A very happy birthday big thing, sorry I missed it.

JahTeh said...

Leos are also made for the good life which is why we live in the fast lane of chocolates and ice-cream and in my case, divinely gorgeous men that don't and never will exist. I have high standards men could never reach.

Look at Ben Affleck, the gambling I could tolerate, the nanny (another one) fumbling, no.

Robbert, there is no hope for you if you missed a big thing birthday. I could have used a Tango or maybe a bit of Rumba.

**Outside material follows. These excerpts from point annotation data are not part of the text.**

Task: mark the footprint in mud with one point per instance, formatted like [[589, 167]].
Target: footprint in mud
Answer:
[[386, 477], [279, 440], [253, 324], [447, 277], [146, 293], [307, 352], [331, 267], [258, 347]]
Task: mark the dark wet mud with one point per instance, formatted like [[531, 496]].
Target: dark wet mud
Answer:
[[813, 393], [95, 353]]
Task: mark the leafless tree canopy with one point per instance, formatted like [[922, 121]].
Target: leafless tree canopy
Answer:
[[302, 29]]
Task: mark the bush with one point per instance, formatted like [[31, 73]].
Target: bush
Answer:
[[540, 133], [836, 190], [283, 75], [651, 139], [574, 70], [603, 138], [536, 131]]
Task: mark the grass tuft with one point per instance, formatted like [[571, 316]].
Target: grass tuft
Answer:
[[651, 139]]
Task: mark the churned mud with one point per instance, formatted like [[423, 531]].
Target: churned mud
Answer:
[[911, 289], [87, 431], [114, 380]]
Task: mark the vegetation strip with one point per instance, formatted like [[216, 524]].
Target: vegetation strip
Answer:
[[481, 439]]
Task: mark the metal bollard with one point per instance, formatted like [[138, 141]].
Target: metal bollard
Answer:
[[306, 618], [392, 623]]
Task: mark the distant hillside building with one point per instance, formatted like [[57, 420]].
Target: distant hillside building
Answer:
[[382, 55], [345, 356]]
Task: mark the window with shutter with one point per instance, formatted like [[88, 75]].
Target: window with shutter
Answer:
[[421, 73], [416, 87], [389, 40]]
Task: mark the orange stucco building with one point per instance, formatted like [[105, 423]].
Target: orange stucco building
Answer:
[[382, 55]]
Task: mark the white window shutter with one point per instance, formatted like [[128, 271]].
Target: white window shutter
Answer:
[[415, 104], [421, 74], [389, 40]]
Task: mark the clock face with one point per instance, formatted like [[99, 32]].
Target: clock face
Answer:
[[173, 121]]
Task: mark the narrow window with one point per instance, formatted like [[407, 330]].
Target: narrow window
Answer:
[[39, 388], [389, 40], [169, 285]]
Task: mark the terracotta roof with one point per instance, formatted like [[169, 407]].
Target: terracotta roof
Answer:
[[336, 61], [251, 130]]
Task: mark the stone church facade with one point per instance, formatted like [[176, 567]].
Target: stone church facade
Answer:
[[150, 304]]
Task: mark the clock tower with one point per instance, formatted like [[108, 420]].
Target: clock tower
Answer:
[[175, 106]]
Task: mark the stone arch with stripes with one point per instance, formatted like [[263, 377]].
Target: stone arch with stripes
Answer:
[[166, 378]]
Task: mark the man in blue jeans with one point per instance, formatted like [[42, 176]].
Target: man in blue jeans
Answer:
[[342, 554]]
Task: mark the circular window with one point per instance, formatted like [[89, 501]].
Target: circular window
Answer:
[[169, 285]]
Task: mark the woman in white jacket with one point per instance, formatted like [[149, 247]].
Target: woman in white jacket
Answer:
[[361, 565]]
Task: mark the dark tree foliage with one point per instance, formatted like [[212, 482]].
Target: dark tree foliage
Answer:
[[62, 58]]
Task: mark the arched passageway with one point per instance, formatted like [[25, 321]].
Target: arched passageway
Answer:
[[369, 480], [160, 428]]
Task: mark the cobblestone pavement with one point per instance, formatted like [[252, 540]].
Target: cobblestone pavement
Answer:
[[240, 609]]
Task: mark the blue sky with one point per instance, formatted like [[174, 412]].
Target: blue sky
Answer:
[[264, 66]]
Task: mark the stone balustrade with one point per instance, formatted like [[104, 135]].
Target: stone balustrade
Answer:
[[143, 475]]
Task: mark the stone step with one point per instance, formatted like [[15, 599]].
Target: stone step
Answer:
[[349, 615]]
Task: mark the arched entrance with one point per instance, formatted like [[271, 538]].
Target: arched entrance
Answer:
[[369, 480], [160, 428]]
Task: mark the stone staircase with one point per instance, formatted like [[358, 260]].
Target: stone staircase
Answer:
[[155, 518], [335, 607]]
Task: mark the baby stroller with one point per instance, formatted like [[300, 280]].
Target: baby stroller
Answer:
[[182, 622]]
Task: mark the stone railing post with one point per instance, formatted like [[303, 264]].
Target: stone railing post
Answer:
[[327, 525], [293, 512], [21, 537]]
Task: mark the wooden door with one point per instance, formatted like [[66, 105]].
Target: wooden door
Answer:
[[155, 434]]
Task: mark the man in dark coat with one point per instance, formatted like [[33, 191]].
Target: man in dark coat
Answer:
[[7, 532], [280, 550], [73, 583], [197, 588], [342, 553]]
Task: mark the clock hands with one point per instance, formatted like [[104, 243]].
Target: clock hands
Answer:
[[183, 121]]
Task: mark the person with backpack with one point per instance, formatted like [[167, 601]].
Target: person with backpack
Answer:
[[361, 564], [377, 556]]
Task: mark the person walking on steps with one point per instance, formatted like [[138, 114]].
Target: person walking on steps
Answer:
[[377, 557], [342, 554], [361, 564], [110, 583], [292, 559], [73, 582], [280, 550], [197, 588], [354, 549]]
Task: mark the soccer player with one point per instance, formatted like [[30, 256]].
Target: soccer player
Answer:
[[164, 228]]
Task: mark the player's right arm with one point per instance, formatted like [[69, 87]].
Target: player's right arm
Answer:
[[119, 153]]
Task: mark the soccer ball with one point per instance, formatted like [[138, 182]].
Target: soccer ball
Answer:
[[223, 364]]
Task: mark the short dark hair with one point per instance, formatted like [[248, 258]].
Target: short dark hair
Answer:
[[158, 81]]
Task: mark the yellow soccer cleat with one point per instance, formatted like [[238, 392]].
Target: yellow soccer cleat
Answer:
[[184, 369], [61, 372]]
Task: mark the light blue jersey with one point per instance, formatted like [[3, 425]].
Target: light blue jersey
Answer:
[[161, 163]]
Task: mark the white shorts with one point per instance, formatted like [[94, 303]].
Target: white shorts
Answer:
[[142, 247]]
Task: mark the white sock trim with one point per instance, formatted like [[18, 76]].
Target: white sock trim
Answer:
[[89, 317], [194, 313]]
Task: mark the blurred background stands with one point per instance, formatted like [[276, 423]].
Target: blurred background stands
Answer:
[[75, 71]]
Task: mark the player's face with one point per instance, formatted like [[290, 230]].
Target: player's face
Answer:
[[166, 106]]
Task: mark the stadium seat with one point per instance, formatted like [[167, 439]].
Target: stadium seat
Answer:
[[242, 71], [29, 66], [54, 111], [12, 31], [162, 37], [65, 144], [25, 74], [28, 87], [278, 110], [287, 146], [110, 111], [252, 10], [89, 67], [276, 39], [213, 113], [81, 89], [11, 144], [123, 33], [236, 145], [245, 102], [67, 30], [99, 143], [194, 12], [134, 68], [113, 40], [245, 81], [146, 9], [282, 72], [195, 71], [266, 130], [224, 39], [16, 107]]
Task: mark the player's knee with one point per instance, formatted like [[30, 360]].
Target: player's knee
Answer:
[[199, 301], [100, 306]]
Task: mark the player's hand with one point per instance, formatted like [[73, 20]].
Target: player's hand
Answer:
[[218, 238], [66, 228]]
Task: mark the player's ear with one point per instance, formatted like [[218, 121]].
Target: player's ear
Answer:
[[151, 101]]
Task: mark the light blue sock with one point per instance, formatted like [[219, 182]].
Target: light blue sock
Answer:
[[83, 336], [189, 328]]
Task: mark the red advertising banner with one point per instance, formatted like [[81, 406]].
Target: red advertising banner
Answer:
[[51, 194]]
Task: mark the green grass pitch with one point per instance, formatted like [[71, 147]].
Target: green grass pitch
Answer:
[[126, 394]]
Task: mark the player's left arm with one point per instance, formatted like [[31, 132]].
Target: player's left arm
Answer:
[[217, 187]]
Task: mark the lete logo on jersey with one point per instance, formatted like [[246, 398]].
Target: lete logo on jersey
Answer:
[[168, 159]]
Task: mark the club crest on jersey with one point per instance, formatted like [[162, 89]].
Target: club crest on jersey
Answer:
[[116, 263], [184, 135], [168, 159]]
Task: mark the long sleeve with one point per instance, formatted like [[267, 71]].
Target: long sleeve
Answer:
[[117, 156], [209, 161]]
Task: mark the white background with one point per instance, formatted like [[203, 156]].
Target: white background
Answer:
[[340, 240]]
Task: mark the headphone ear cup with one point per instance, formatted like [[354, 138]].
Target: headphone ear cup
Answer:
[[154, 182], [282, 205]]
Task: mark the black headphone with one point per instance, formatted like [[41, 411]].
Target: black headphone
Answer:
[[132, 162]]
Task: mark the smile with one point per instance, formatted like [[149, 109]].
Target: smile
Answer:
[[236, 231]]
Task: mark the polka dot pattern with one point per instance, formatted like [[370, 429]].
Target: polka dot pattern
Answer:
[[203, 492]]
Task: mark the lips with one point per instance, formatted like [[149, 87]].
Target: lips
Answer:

El Chi, not a chocolate in the house but I found a packet of sugerless biscuits I'd hidden. Not quite the same.

Ann ODyne said...

Mr Holt who uses lumps of Blu-Tack to make his ears stick out, was in his Tony Abbott suit and blue tie. Outside Bishop's electorate office, clutching a bunch of flowers he launched into his self-penned song set to the tune of Candle in the Wind:

“Goodbye Bronwyn Kathleen,

Though they never respected you at all,

You had the grace to hire yourself,

The aircraft you desired ...”

“Now it seems to me that you lived your life like a chopper in the wind ...”
http://www.dailytelegraph.com.au/newslocal/northern-beaches/chopper-in-the-wind-tony-abbott-impersonators-singing-tribute-to-bronwyn-bishop/

JahTeh said...

Bwahahahahaha, how absolutely brilliant. One of the panel on The Drum last night said she was the worst Speaker of the House he'd ever seen and it was Bat Ears plan to sow discord and slow down sittings.

iODyne said...

good point, so bat-ears not as stupid as he looks, or his Advisors aren't. I used to watch QTime but she made it true masochism to do so, and I don't now.